Given an empirical distribution $f(x)$ of sensitive data $x$, we consider the task of minimizing $F(y) = D_{\text{KL}} (f(x)\Vert y)$ over a probability simplex, while protecting the privacy of $x$. We observe that, if we take the exponential mechanism and use the KL divergence as the loss function, then the resulting algorithm is the Dirichlet mechanism that outputs a single draw from a Dirichlet distribution. Motivated by this, we propose a R\'enyi differentially private (RDP) algorithm that employs the Dirichlet mechanism to solve the KL divergence minimization task. In addition, given $f(x)$ as above and $\hat{y}$ an output of the Dirichlet mechanism, we prove a probability tail bound on $D_{\text{KL}} (f(x)\Vert \hat{y})$, which is then used to derive a lower bound for the sample complexity of our RDP algorithm. Experiments on real-world datasets demonstrate advantages of our algorithm over Gaussian and Laplace mechanisms in supervised classification and maximum likelihood estimation.

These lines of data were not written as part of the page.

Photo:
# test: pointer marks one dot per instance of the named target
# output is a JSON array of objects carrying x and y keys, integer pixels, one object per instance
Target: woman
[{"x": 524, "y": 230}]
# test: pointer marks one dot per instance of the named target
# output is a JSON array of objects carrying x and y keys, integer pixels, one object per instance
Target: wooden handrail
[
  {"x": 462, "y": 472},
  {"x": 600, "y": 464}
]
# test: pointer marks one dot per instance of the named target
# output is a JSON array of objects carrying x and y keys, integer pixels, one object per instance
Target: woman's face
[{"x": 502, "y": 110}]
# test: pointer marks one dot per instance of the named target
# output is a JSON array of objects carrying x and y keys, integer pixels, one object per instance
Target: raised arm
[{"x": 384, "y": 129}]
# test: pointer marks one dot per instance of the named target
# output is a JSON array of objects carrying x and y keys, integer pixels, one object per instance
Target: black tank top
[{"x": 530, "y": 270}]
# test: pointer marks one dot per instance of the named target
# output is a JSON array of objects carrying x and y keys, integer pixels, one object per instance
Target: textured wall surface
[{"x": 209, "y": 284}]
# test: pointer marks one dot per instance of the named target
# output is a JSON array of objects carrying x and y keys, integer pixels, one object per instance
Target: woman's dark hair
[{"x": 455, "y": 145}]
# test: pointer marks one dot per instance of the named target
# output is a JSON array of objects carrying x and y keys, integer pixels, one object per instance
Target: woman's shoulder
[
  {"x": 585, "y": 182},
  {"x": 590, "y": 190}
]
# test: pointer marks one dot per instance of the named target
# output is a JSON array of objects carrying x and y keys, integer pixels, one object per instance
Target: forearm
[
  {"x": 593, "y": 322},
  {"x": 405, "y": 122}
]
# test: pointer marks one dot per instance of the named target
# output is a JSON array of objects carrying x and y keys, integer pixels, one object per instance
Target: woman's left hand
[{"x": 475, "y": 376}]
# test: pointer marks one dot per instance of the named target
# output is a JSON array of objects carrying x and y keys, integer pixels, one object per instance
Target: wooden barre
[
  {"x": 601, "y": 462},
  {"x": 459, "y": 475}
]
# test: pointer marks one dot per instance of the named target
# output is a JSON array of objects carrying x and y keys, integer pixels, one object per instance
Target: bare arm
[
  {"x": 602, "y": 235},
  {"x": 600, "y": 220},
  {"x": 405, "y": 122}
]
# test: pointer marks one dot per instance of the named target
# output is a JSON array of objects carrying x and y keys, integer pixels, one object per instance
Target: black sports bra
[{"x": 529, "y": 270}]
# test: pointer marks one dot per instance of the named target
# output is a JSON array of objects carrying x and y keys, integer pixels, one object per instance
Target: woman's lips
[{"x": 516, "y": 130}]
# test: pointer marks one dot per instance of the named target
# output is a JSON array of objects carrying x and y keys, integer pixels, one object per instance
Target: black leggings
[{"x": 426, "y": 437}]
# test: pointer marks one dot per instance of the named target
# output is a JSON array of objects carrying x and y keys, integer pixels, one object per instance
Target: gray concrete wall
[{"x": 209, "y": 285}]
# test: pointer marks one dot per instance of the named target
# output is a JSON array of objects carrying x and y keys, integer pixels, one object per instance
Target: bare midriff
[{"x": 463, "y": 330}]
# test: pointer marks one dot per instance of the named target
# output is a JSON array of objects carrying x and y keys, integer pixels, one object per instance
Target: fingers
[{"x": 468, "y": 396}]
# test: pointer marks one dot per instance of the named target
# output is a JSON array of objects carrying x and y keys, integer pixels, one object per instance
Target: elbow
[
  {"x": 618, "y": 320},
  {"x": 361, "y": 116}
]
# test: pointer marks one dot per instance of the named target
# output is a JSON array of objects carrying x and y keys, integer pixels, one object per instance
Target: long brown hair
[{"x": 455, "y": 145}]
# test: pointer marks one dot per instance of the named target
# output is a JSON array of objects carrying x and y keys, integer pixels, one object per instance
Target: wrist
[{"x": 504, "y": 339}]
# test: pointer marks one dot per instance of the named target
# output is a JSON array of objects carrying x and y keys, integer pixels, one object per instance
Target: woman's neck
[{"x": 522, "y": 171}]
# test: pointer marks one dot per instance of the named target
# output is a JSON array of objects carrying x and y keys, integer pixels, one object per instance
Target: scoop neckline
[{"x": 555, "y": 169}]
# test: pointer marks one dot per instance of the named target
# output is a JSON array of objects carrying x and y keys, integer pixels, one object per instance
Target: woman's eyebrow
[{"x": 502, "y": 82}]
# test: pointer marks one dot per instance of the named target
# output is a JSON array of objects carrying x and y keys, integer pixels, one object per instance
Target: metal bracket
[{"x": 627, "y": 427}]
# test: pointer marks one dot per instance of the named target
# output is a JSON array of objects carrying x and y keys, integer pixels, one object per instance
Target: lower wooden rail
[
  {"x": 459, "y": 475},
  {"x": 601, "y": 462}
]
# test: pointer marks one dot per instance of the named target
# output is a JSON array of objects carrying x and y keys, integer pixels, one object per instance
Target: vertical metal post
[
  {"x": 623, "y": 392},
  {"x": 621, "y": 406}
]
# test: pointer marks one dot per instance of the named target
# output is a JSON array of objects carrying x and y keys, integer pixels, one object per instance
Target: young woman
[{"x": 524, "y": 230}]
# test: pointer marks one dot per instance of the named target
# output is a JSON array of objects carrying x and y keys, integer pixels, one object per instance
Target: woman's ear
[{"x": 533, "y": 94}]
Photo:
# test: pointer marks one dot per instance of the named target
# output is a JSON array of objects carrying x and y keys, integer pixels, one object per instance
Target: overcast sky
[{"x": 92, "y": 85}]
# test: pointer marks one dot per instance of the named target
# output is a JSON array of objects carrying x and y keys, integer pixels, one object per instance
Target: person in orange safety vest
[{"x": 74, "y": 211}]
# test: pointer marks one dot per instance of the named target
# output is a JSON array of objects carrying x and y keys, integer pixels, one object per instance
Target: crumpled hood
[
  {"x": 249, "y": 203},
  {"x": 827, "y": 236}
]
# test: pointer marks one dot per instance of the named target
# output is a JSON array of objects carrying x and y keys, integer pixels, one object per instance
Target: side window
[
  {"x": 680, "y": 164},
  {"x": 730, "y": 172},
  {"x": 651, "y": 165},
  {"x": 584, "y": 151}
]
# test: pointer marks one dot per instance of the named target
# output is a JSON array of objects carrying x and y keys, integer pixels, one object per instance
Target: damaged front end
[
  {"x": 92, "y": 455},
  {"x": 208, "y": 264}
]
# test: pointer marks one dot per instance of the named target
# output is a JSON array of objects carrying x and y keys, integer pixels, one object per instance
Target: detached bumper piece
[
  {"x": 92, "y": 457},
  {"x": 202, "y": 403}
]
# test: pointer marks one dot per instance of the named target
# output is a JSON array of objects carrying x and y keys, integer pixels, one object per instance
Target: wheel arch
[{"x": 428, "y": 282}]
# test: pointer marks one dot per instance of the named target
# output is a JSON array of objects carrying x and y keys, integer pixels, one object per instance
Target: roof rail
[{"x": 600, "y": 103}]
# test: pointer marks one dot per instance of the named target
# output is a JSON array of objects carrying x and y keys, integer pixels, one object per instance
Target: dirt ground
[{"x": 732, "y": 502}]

翻译：给定敏感数据$x$的经验分布$f(x)$，我们考虑在概率单纯形上最小化$F(y) = D_{\text{KL}} (f(x)\Vert y)$的同时保护$x$的隐私。观察到若采用指数机制并以KL散度作为损失函数，则所得算法即为输出狄利克雷分布单次采样的狄利克雷机制。受此启发，我们提出一种基于狄利克雷机制的Rényi差分隐私（RDP）算法来解决KL散度最小化问题。进一步，对于上述$f(x)$及狄利克雷机制的输出$\hat{y}$，我们证明了$D_{\text{KL}} (f(x)\Vert \hat{y})$的概率尾界，并据此推导出RDP算法样本复杂度的下界。在真实数据集上的实验表明，该算法在监督分类和极大似然估计任务中相较于高斯机制与拉普拉斯机制具有显著优势。